O dólar foi o ativo que mais subiu no mês, com uma valorização de 9,9%, encerrando em R$ 4,1385, atingindo a máxima de R$ 4,168. Para dar liquidez ao mercado e diminuir a volatilidade da moeda americana, o Banco Central passou a vender dólares no mercado à vista, mudando a estratégia de atuação. Ele começou a vender lotes diários de até U$ 550 milhões, este tipo de operação não ocorria desde 2009. Além disso, também passou a ofertar contratos de swap cambial. Mesmo nestes níveis alto do dólar, o mercado continua trabalhando com mais um corte de 0.50% na próxima reunião do COPOM, em 18/09, chegando a 5.50% aa. Acreditamos que o dólar poderá recuar um pouco, mas não deverá cair tão forte como estávamos apostando no começo do ano, ele deverá terminar 2019 em torno de R$ 3.85. Como a economia está fraca, a alta do dólar não gera um ‘pass trough’, ou seja, o repasse do aumento do dólar para os preços. O governo aproveitará esta alta da moeda americana, sem que atinja a inflação para remunerar o exportador e gerar um ciclo positivo na economia, um crescimento do PIB via exportador.

Com o fim do recesso no Congresso, a Reforma da Previdência praticamente já virou passado, apesar de faltar a aprovação no Senado. Ela está sendo discutida na CCJ (Senado) e depois seguira para a votação no Senado em dois turnos, acreditamos que até 10/10 ela estará sacramentada, com uma economia de R$ 870 bilhões em 10 anos. Este valor ficará um pouco abaixo do esperado pelo Governo, mas será compensada pela PEC paralela, podendo chegar a R$ 1.3 trilhão.

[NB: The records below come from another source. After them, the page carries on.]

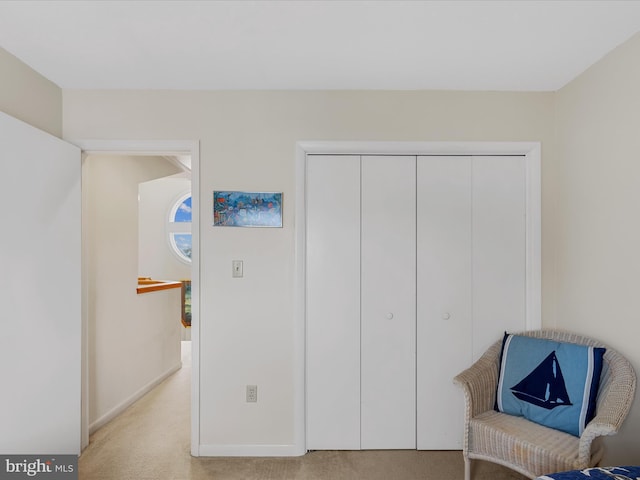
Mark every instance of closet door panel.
[473,156,526,360]
[417,156,472,450]
[307,155,360,450]
[361,156,416,449]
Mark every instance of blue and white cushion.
[496,333,605,436]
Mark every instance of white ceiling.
[0,0,640,91]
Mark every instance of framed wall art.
[213,190,282,227]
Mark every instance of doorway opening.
[76,142,199,456]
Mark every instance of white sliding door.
[416,157,473,450]
[307,156,360,450]
[306,155,527,450]
[0,113,81,455]
[361,156,416,449]
[472,156,526,360]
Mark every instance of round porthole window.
[168,193,191,263]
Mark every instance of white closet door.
[361,156,416,449]
[0,112,81,454]
[307,156,360,450]
[473,156,526,360]
[417,156,472,450]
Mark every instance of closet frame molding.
[291,141,542,455]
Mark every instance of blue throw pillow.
[496,333,605,437]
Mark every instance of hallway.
[78,342,524,480]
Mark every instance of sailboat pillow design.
[496,333,605,436]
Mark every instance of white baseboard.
[89,362,182,435]
[199,445,306,457]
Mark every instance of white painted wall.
[63,90,554,455]
[546,31,640,464]
[82,155,182,430]
[0,48,62,137]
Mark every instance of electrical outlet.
[247,385,258,403]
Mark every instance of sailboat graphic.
[511,350,573,410]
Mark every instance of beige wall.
[82,155,182,428]
[63,91,554,451]
[0,48,62,137]
[546,31,640,463]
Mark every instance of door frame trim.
[65,139,201,457]
[293,141,542,455]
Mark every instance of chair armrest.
[578,351,636,461]
[453,340,502,421]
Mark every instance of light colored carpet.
[79,342,525,480]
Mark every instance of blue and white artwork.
[213,190,282,227]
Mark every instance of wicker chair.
[454,330,636,480]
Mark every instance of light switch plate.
[231,260,244,278]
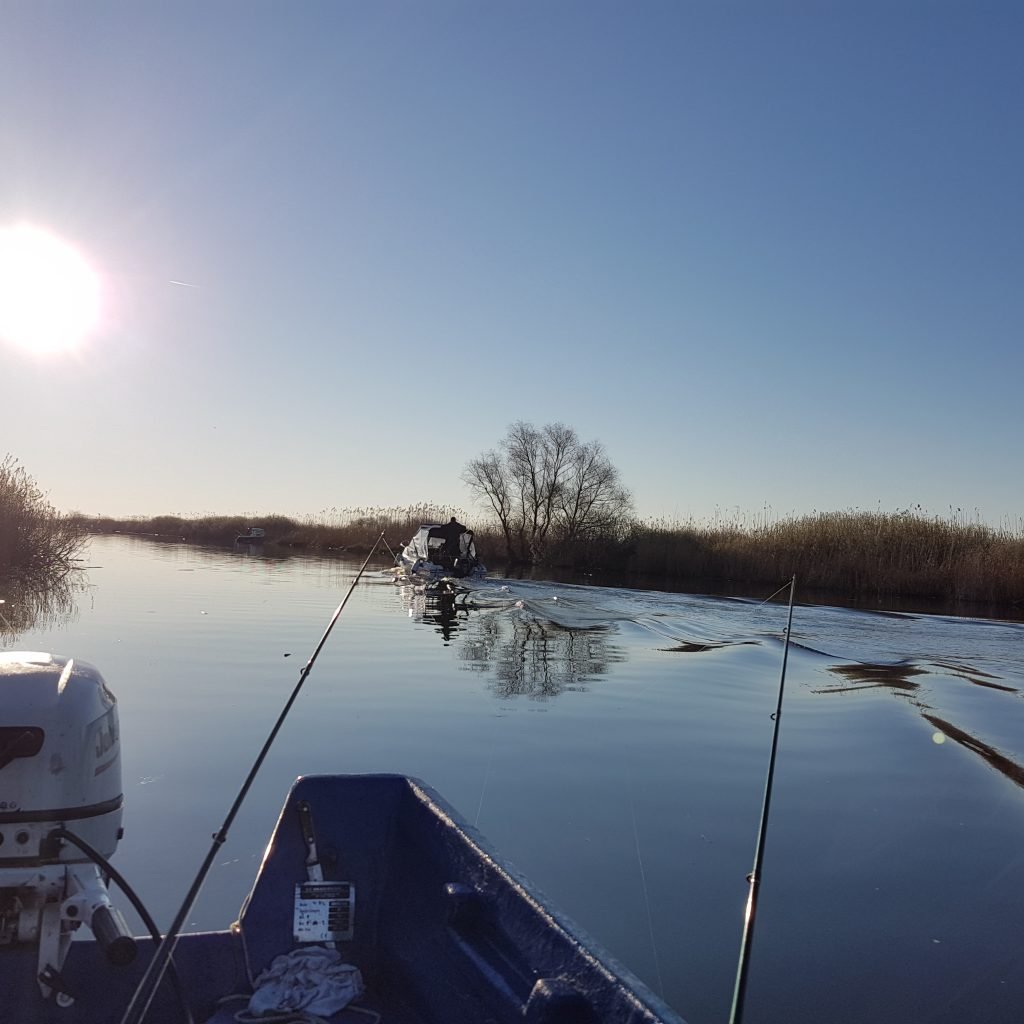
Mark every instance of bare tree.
[463,420,633,563]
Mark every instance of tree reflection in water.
[0,571,87,647]
[458,610,625,698]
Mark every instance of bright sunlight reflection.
[0,224,99,353]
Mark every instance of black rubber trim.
[0,794,125,825]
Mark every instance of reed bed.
[78,504,465,553]
[624,510,1024,605]
[75,503,1024,608]
[0,455,86,587]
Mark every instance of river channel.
[0,538,1024,1024]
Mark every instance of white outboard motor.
[0,651,135,1006]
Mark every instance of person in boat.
[443,516,466,561]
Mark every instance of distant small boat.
[396,523,487,580]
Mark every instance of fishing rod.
[729,575,797,1024]
[121,530,384,1024]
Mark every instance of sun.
[0,224,100,354]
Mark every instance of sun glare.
[0,224,100,353]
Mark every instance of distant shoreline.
[77,508,1024,620]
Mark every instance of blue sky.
[0,0,1024,523]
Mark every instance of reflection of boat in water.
[0,653,681,1024]
[396,523,487,580]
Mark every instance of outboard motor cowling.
[0,651,134,1002]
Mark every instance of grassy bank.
[627,511,1024,605]
[78,505,464,554]
[0,456,86,587]
[74,506,1024,608]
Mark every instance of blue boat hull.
[0,775,682,1024]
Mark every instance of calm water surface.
[0,538,1024,1024]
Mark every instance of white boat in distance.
[396,519,487,580]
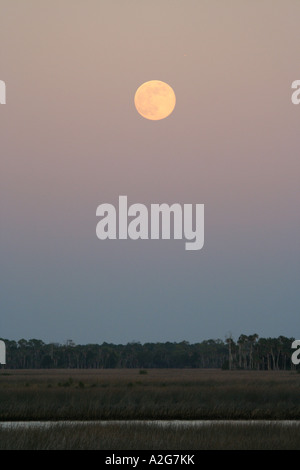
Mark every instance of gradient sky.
[0,0,300,344]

Agora começa um longo caminho para a Reforma Tributária. Existem muitas notícias circulando através da imprensa, mas uma coisa parece certa, haverá redução da alíquota de IR de 27,5% para pessoa física, bem como para pessoa jurídica do atual 25% e a criação de um imposto sobre Valor Agregado-IVA que seria a unificação de vários impostos. Pode haver ainda, algum imposto compensatório nos moldes da CPMF, embora haja muita resistência por parte do Congresso e de muitos integrantes do Governo. Quanto aos dividendos, também se fala muito, mas não há nada definido.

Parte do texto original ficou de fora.